The early repertoire had brought together various strands from our student singing days – a wealth of sacred music from our work as Choral Scholars, pop arrangements from our experiences in the Cambridge Footlights Club and on university Rag Days, and whatever we could lay our hands on from America, most famously a publication from kindred spirits across the pond, the Yale University Song Book. Our idols were the harmony groups of the immediate past – the HiLos, the Four Freshmen, and so on. This fairly standard approach would never have been enough to make a full-time career, so two vital ingredients were added: the commissioning of major ‘serious’ works from such notables as Penderecki, Berio, Richard Rodney Bennett, Malcolm Williamson, and literally hundreds since; and whole host of ‘arrangements in close harmony’ from a variety of friends in the business.
The biggest turning point was a day when we were rehearsing in a flat in Islington, right at the end of the ‘swinging sixties’. A messenger arrived with a new arrangement by a man named Gordon Langford, unknown to us at the time but about to become an absolute lynch-pin in the fortunes of the group. That arrangement, of Blow Away the Morning Dew, blew away far more than the title implied. It scattered our musical inheritance more or less out of the window, or at least onto the back burner. Here was an arranger and composer who instinctively and brilliantly understood how to tailor the music to what was then an unusual, and virtually unknown, combination of voices: two counter-tenors, one tenor, two baritones, and one bass. Gordon’s masterly arrangements of five tracks on our first recording speak volumes for that brilliance, and remain to this day the very essence of what quickly became recognised as The King’s Singers sound – in Gordon’s hands, the perfect blending of voices into the most adjacent of close harmony.

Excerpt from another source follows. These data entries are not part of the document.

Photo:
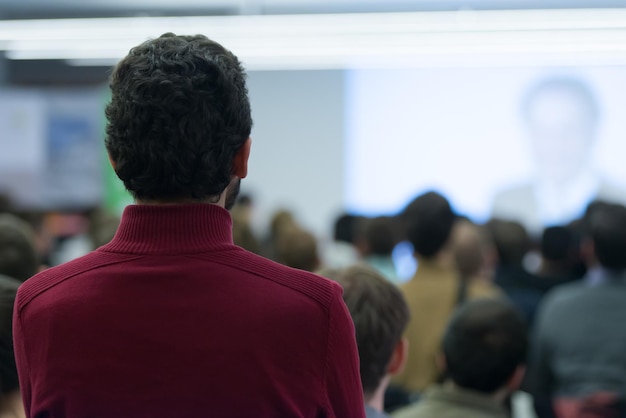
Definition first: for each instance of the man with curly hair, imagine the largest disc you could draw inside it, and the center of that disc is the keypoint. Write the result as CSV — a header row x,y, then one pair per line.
x,y
171,319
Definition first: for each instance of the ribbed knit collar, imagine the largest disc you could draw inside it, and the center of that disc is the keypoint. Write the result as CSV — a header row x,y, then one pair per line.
x,y
171,229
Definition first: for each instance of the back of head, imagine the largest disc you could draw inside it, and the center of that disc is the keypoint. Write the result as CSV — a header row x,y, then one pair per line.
x,y
380,315
179,113
557,243
511,241
608,233
344,228
429,220
297,248
8,371
18,255
484,344
468,246
380,235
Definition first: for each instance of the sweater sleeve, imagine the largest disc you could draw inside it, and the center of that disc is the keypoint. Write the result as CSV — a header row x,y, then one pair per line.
x,y
20,359
342,378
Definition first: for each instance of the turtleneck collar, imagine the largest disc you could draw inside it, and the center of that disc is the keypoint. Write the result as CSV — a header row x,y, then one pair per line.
x,y
172,229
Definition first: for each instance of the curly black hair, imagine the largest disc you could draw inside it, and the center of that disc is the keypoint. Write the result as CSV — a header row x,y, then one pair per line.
x,y
179,112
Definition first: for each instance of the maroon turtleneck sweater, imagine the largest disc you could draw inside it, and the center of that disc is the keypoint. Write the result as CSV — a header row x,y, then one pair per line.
x,y
171,319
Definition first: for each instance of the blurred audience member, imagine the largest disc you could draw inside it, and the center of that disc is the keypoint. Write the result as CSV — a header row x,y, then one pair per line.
x,y
435,290
18,254
376,243
11,405
380,315
512,244
341,252
171,319
484,352
558,248
578,358
297,248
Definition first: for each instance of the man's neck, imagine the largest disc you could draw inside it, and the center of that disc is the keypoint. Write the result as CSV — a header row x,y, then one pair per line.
x,y
377,399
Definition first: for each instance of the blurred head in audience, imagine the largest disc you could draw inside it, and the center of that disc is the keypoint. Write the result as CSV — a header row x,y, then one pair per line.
x,y
18,255
297,248
378,236
511,241
380,316
557,248
562,117
485,347
472,250
607,236
179,124
345,227
10,399
429,220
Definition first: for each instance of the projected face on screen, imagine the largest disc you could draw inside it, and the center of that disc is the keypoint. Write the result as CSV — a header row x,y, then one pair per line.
x,y
561,117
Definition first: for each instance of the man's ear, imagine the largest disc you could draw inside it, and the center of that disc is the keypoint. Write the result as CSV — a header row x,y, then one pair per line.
x,y
113,163
240,162
399,357
515,381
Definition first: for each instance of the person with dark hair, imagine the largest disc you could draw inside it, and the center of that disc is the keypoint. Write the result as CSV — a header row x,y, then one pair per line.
x,y
18,254
562,115
171,319
376,242
341,251
435,290
380,315
484,354
578,357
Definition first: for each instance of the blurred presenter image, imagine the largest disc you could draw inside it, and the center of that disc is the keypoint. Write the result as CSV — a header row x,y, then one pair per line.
x,y
561,116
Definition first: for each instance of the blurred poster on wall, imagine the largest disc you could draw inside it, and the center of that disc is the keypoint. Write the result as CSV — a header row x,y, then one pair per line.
x,y
51,148
22,145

Over the many years since that album first appeared, styles have changed all over the musical world, and equally so in the lives of The King’s Singers. The sort of music heard on our first album is what really made audiences in the seventies and early eighties sit up and listen. It is the sort of music that created for the group so many television opportunities, back in the good old days when there were endless light entertainment programmes to choose from.
If you have ever wanted to answer the question, ‘What kind of things do The King’s Singers sing?’, then you might like to listen to ‘What Kind of Things’ first – a music CV with words and music kindly provided for us by Ron Goodwin! The King’s Singers have made well over fifty albums, covering the wide range of their massive repertoire. But the very first one takes us right back to the start and should serve as a bit of a nostalgia trip for any who remember, as well as giving newcomers an idea of what we were all about.